Here is my mea culpa -- I spent far too much time in my past--from the mid 1970s to the late 1990's--promoting libertarianism...

Tuesday, April 12, 2016

Feel a Case of Free Marketitis Coming On? Here Are Some Cures

Are you finding yourself intolerant of all things liberal?  Do you hate environmentalists and regard people on welfare as "lazy bums"?  Do you use terms like "muscle mystics" and think Ayn Rand walks on water?  Do you regard the Koch brothers as national saviors?  Then you have, at the least, a rampant case of radical Free Marketitis!   For your sake, so you don't waste tons of time as I did pondering libertarian doctrine, and of course for the sake of the country, check out the books below....please!!:

The Cost of Rights: Why Liberty Depends on Taxes,  by Stephen Holmes and Cass R. Sunstein.
Great book which effectively challenges the "taxation is theft" doctrine.  Also see the excerpt I've included in this blog.

The Myth of Ownership: Taxes and Justice, by Liam Murphy and Thomas Nagel.  Another excellent shot across the bow of the libertarian and hard-core conservative view on taxes.

What Money Can't Buy: The Moral Limits of Markets, by Michael J. Sandel.  A fine antidote to the mindset behind Walter Block's "Defending the Undefendable,"and an effective attack on some key libertarian nostrums.

Justice: What's the Right Thing to Do, by Michael J. Sandel.  As with his above work, Justice directly addresses problems with libertarian orthodoxy.

Why Some Things Should Not Be For Sale: the Moral Limits of Markets, by Debra Satz.  Wonderful attack on the ideas propping up the lib/conservative movement's faith in the Holy Free Marketplace.

Austerity: the History of a Dangerous Idea, by Mark Blyth.  Being against taxation and hating government in general, libertarians (and now I suppose many conservatives) tend to worship at the altar of fiscal austerity, at least rhetorically, all while often following policies to "starve the beast" leading to even greater deficits.   Prof.
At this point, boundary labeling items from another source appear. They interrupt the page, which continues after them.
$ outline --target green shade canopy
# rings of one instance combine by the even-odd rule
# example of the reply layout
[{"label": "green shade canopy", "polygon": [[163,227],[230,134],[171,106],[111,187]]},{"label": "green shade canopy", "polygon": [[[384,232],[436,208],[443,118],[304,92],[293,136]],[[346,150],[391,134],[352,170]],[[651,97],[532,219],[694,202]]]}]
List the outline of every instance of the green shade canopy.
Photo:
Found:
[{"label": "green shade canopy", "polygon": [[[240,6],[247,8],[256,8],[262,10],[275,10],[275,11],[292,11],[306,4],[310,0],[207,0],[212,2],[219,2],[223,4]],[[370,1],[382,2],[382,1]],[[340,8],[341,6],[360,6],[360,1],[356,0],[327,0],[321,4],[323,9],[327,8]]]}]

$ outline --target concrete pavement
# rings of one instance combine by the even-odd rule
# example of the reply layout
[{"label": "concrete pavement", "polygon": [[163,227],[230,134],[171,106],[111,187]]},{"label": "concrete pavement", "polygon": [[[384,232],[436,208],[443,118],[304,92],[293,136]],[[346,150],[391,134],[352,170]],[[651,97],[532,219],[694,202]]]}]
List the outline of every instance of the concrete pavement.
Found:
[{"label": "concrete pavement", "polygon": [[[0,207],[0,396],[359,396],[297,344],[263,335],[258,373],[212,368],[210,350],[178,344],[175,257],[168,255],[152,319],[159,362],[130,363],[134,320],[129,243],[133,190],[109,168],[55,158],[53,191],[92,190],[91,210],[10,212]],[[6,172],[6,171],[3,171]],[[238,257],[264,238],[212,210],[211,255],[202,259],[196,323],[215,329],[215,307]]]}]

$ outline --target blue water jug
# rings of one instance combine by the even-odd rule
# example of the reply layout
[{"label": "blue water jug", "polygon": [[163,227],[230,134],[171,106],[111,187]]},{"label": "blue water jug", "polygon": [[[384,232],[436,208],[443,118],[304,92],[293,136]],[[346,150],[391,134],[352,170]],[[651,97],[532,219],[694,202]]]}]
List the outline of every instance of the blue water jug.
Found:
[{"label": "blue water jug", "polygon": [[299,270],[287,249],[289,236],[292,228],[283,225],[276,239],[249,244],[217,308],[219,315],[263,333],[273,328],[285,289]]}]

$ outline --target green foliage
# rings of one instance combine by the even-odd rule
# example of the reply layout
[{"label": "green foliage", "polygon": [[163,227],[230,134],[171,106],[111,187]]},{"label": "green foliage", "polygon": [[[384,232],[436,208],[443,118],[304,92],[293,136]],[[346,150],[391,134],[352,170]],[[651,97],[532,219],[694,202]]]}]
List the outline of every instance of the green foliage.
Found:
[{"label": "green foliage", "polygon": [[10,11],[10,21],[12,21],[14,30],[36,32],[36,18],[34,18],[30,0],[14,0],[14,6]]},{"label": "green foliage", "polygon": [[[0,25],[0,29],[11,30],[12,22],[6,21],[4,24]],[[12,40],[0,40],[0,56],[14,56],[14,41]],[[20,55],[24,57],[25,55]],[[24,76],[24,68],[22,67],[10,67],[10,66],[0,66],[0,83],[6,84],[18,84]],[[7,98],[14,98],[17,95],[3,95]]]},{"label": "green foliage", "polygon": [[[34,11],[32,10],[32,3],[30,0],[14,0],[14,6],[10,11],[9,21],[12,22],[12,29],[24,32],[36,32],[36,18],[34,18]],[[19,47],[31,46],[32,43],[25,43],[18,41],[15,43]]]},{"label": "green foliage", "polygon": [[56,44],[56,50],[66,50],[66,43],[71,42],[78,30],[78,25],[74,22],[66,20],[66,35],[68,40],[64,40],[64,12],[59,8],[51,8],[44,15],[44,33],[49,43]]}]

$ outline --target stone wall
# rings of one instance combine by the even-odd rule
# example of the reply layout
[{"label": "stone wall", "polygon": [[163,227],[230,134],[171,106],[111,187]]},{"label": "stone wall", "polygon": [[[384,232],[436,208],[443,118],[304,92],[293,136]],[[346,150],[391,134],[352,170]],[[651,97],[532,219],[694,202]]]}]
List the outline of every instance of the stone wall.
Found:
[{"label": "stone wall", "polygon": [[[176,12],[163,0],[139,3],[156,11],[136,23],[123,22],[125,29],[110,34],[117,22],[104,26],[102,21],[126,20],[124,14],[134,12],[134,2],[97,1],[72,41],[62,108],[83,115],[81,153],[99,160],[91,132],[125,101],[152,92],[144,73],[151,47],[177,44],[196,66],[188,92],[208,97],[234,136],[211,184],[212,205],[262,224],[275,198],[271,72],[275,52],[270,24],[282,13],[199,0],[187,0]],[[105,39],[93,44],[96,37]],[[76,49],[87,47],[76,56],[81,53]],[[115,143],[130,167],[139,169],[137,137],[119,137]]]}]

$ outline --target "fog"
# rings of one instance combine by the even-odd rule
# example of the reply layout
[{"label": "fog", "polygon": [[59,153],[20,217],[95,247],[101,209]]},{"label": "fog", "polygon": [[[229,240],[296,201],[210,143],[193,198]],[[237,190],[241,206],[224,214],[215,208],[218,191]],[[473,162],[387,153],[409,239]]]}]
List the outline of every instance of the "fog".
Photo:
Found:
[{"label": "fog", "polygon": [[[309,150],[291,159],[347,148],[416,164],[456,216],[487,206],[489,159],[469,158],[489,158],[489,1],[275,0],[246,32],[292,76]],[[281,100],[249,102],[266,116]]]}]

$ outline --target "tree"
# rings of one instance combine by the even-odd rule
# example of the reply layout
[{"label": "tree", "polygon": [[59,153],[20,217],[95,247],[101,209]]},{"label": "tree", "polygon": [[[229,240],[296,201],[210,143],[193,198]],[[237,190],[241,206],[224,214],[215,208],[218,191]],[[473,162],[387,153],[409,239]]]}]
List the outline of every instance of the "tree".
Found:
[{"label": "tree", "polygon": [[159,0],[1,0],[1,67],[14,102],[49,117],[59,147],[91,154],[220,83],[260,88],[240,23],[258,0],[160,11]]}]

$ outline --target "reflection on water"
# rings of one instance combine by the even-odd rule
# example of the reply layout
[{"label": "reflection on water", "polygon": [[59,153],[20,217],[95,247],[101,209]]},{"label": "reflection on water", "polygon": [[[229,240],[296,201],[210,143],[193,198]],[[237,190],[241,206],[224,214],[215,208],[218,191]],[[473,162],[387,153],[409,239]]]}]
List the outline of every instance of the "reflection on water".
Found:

Blyth lays out the many myths surrounding fiscal austerity thinking and how such policies can threaten political freedom.

Our Declaration: a Reading of the Declaration of Independence in Defense of Equality, by Danielle Allen.  Shortly after volunteering to work at Libertarian Party Headquarters in the late '70's, the LP Director at the time handed me a copy of Murray Rothbard's "Egalitarianism as a Revolt Against Nature."  I inhaled it of course, along with all paranoid libertarian warnings against promoting equality.  Libertarians regard the Declaration of Independence as one of the great founding documents of the modern libertarian movement.  But, as Prof. Allen beautifully points out, our Declaration is a clarion call for both liberty and equality.

Dark Money: the Hidden History of the Billionaires Behind the Rise of the Radical Right, by Jane Mayer.  This is an absolutely excellent history of the rise of the American plutocracy behind a libertarian facade.  It's an eye-opening account of the Koch brothers' full scale assault against good government.

Altruism: the Power of Compassion to Change Yourself and the World, by  Matthieu Ricard.  This should be must reading for the Ayn Rand newbie who is seriously heading towards becoming a total altruism-hating Randroid.   A thorough and magnificent work by the esteemed buddhist monk.

American Amnesia: How the War on Government Led Us to Forget What Made America Prosper,
by Jacob S. Hacker and Paul Pierson.  From Ayn Rand to the Koch brothers, one of the central myths pounded into libertarian doctrine is that there is a severe conflict between government and the marketplace, and that the industrial and technological revolutions we are still seeing today flourished in spite of government interference.  From aviation to computers this is historical hogwash.  There is also the libertarian paranoia that any close relationship between business and government presents the specter of incipient fascism.  Not if it's done the American way, argues Hacker and Pierson.  An excellent antidote to free market mythology.